For 20 years, the Financial Times weekend glossy magazine How To Spend It has been affording little people an insight into the lifestyles of the one per cent, confirming that, whatever else it does, money doesn't buy taste.

A garish compendium of over-designed handbags, bling jewellery and overpriced clothing, it offers us some slight moral compensation for not being able to afford the entry price to their world.

The must-have accessory for the indecently wealthy this Christmas is the big, in-your-face watch, preferably with lots of pointless dials, animations and chimes. A starter Rolex Oyster is about £3,300. But if you want something worth talking about you'll want to look at Bulgari's Ammiraglio del Tempo at £268,000 or thereabouts which has a four-gong Westminster chime. Then there is the Minute Repeater Flying Tourbillon at £284,000.

If you want the big daddy, the "grande sonnerie", that strikes four times an hour 24 hours a day, "to tell the story of the passage of time" Lange & Soehne's Grand Complication, costs more than £1 million. The waiting list is more than a year, though.

Quality doesn't come cheap and these are, we are assured by the FT, the "sine qua non" for collectors; though God only knows who would want to collect these ugly brutes, which make you look as if you have a mantle-piece clock hanging off your cuff.

But this year the FT has gone one better. Instead of How to Spend It, its New Year issue is to be turned into a philanthropic venture called How to Give It; a charity auction of bling. The items are all "donated" by luxury goods companies, so How to Give It is essentially a promotional device. But it allows the wealthy to indulge in a bit more conspicuous consumption in the season of good cheer and pat themselves on the back while doing so.
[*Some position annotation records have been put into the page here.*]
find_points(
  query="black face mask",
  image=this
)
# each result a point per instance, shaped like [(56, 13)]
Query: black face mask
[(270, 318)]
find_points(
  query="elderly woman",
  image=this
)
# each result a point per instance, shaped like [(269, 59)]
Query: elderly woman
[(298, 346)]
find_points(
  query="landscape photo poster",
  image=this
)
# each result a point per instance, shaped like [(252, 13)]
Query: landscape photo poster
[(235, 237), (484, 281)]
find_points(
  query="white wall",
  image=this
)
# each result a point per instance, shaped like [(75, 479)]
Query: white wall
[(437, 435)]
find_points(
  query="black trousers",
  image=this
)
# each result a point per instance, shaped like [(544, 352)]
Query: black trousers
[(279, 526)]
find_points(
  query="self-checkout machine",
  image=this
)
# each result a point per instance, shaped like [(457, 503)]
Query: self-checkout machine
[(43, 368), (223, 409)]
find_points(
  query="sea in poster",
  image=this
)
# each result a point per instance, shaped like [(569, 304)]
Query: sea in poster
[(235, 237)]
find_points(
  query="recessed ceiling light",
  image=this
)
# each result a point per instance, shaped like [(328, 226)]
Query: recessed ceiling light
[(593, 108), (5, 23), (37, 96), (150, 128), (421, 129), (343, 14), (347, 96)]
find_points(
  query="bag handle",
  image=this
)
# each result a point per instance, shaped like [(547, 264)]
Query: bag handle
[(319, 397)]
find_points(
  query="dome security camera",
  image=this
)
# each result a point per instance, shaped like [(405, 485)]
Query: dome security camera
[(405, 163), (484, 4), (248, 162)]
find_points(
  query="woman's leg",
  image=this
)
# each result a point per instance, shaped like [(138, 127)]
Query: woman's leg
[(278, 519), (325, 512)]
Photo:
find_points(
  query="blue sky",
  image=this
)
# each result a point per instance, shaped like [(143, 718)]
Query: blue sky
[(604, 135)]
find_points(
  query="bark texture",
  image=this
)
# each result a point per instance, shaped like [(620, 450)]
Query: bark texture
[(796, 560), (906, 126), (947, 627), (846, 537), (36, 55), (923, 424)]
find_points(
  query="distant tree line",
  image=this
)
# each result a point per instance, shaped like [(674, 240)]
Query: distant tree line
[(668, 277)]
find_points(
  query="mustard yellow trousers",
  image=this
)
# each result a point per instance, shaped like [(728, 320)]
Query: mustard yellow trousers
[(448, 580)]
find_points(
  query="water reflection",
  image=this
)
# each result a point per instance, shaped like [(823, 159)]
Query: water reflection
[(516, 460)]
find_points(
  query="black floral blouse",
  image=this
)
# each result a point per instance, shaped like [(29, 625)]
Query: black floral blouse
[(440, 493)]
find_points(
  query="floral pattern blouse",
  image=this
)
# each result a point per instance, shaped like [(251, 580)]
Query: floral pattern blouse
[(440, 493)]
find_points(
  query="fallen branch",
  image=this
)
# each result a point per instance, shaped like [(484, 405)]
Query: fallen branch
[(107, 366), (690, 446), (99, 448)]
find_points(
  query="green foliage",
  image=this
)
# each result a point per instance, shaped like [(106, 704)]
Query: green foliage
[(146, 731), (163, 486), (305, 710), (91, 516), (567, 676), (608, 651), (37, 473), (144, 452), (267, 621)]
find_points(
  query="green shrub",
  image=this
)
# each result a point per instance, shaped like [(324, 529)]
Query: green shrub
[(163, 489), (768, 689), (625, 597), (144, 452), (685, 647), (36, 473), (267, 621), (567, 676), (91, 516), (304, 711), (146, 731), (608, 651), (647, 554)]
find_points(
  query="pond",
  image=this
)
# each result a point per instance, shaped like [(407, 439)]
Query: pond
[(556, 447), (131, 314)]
If you want to display your ecological credentials you can buy the Chopard LUC Tourbillon Qualite Fleurier Fairmined (TQFF), which is available in the How to Give It Auction. This "important" watch is "introduced" by the actor Colin Firth, who played Mr D'Arcy in Pride and Prejudice. Apparently he collaborated with Chopard in "The Journey to Sustainable Luxury" project, run by Eco-Age, the company he founded with his wife Livia.

Eco Age is dedicated to sourcing and certifying "fair mined gold". This is "ethical" gold that has been extracted by "artisanal and small-scale miners", using sustainable techniques. It's a comfort to know that someone is finally addressing this neglected environmental issue.

The TQFF isn't a watch. It is a cry of defiance against a "digital, fossil fuel and electrical age". Mr D'Arcy goes on: "A watch is a story of hands: there are hands that mine the ground for gold, which passes through the hands of the craftsmen who make the watch, which passes into the hands of the person who's going to wear it". Usually, a financial speculator who may have been involved in boosting gold as a hedge against inflation.

Greenwash aside, has there ever been a more bizarre commodity than the trophy watch? A more obscure object of desire? If you want something that tells the time highly accurately you can buy a digital for ten quid. And you don't have to spend a fortune insuring it.

These highly complicated watches are the ultimate consumer anachronism because the craftsmanship and labour that go into making the tiny cogs and chimes are entirely pointless. Anyway, everyone has the time on their phones.

The only thing that comes near to the plutocratic stupidity of the big watch are these daft over-engineered bags that women pay large sums for. But at least the bags hold something. Watches are entirely display, and what they display more than anything is the vacuous tastelessness of their owners.

Rich people used to do sensible things with their money: build churches, patronise musicians, commission great works of art. They gave to charity and set up philanthropic foundations. Now they set up shell trusts, speculate in trash and wear technological contradictions that cost as much as a house. Really, they need to be saved from themselves.